A Word on Parent Emotions

It’s not just about the child’s emotions — your feelings matter too. Parenting can be exhausting, and pretending everything is fine all the time is draining. By acknowledging your own emotions, you model for your children that all feelings are part of being human. In CCPT, we believe that a parent’s emotional health is deeply connected to their child’s well-being. Taking care of your emotional needs helps you show up more fully for your child.

The Journey Takes Time

Therapy, much like emotional development, is not something we can rush. Just as it takes time for children to understand and manage their emotions, it takes time for the therapeutic process to unfold. The goal isn't a quick fix but rather long-term emotional resilience. Through play, children explore and express what they may not have the words to say, and this process helps them understand themselves better (Ray, 2011). When we focus on connection over immediate results, we create a space for real growth.

Final Thoughts

In parenting, it’s natural to want your child to be happy. But real emotional health comes from being able to experience and move through all emotions, not just the pleasant ones. Embrace the messy moments. Sit with your child when they’re sad or frustrated. In doing so, you’re helping them develop the tools they need to handle life’s ups and downs — and that’s far more valuable than “good vibes only.”

If you’d like to explore more strategies for supporting your child’s emotional development, reach out to us at Inspiring Play: Child and Family Play Therapy Sunshine Coast. We’re here to support you and your child on this journey.

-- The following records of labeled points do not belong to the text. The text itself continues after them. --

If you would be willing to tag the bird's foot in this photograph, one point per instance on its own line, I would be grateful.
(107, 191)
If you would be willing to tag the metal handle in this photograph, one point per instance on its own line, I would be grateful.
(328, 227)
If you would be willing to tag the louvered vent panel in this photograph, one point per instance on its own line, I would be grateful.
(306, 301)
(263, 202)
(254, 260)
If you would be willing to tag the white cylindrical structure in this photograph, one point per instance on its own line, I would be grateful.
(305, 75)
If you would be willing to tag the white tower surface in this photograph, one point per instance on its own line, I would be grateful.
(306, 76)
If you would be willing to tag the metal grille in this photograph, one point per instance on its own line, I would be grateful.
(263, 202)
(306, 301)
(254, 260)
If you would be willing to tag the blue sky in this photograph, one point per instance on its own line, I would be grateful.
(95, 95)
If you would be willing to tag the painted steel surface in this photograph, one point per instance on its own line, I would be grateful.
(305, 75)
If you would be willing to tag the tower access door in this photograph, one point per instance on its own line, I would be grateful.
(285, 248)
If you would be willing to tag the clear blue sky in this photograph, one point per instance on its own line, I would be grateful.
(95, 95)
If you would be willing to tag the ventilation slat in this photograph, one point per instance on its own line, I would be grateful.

Child engaging in play therapy session at Inspiring Play Sunshine Coast, guided by a play therapist.

Paediatric Allied Health Therapy, Sunshine Coast, Queensland

References:

  • Delahooke, M. (2020). Beyond Behaviors: Using Brain Science and Compassion to Understand and Solve Children's Behavioral Challenges. PESI Publishing.

  • Landreth, G. L. (2012). Play Therapy: The Art of the Relationship. Routledge.

  • Ray, D. C. (2011). Advanced Play Therapy: Essential Conditions, Knowledge, and Skills for Child Practice. Routledge.

  • Siegel, D. J., & Bryson, T. P. (2012). The Whole-Brain Child: 12 Revolutionary Strategies to Nurture Your Child's Developing Mind. Bantam Books.